When I think about Alcántara I feel proud even though, in many ways, he’s totally unrelatable—he’s a Euro-based, Spanish-speaking Filipino who lived a century ago, rose to the top of two professions, and who in no way disappointed his parents.
On another level, though, Alcántara’s just like me because, dude, he was Flip!
But should I feel pride just because he shares my race?
Perhaps not. For one thing, I’m an American. My country is all about equality and (some say) colorblindness. My experience reflects that. Growing up, all my heroes were White; guys like Benjamin Franklin, Abe Lincoln, and Thomas Edison. I learned to revere these men from my parents who annually travel around the U.S. intent on visiting every presidential library because “we like history.” To them, it’s not weird that they—immigrants of the Philippines—are most enamored with the history of old, White men. Growing up, the closest I came to an Asian heroes were Confucius (from the classic ValueTales books) and Spock who always looked a bit slanty-eyed. I didn’t learn that Filipinos could be heroes until after undergrad when, on my own, I read about Jose Rizal and Emilio Aguinaldo (ever heard of them?).
It never crossed my mind that none of my heroes looked like me. Moreover, I felt a bit embarrassed for Black and Latino classmates who drew attention to heroes of their own races during racial history months. I was so American in my upbringing that part of me thought, “Shouldn’t people be heroic to us regardless of the color of their skin? Shouldn’t we minorities be as color blind as we wish White people would be?” To me, championing someone of your own race felt a little self-interested and, well, cheap.
As I got older, though, I realized that same-race heroes did matter. As I tried to succeed in law, writing, and business, I found myself searching for blueprints to follow. Whenever I came across someone who had succeeded who also shared my values, my background, or even just the color of my skin, it gave me hope. It eased my self-doubt and helped me envision my success when I discovered that someone like me had succeeded. You know why John Glenn is so revered? Because he was America’s first—once he orbited earth, he changed what Americans thought was possible and helped others dream of going even further. Didn’t matter that four Russian cosmonauts beat him to space; what mattered was that he was one of us, an American. If he could do it, so could we.
There’s one more thing about same-race heroes: succeeding as an outsider is always remarkable. And nothing more easily marks someone as an outsider more than the way they look. There’s a lot of things you can cover up; you can fake shared values, gloss over the fact that you grew up poor, or get drunk and feign extroversion. It’s incredibly costly, however, to conceal your lazy eye, your crooked teeth, your flat nose, or the color of your skin. Even then, it comes at a cost that’s more than monetary; just ask the late Michael Jackson. He’d tell you–going down that road will chop you up, inside and out.

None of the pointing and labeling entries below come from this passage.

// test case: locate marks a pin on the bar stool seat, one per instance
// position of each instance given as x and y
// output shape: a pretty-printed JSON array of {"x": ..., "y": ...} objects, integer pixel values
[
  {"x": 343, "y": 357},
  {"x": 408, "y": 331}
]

So Alcantara does matter. So do Manny Pacquiao and John Glenn. So do female partners at law firms and CEOs in wheelchairs. Each and every one changes what we think is possible, for us and for them.
What people have helped you envision your own success and how much did it matter that they did (or did not) look like you? Have you found it harder to succeed in a field where you feel like you are the first of your kind? Let me know your thoughts in the comments below.
1 Endnote ↑ 5’10”, baby!
2 Endnote ↑ By all accounts, Alcántara actually loved medicine and didn’t just do it for his parents.
3 Endnote ↑ Whatever Lin’ and Alcántara have done for aspiring Asian athletes they haven’t open doors with Asian parents. NBA and Harvard? Soccer star and medical doctor? Pssshhh, these guys raised the damn bar.
4 Endnote ↑ The fact is, the world isn’t colorblind and, in my opinion, probably shouldn’t be. . .but that’s another discussion, entirely.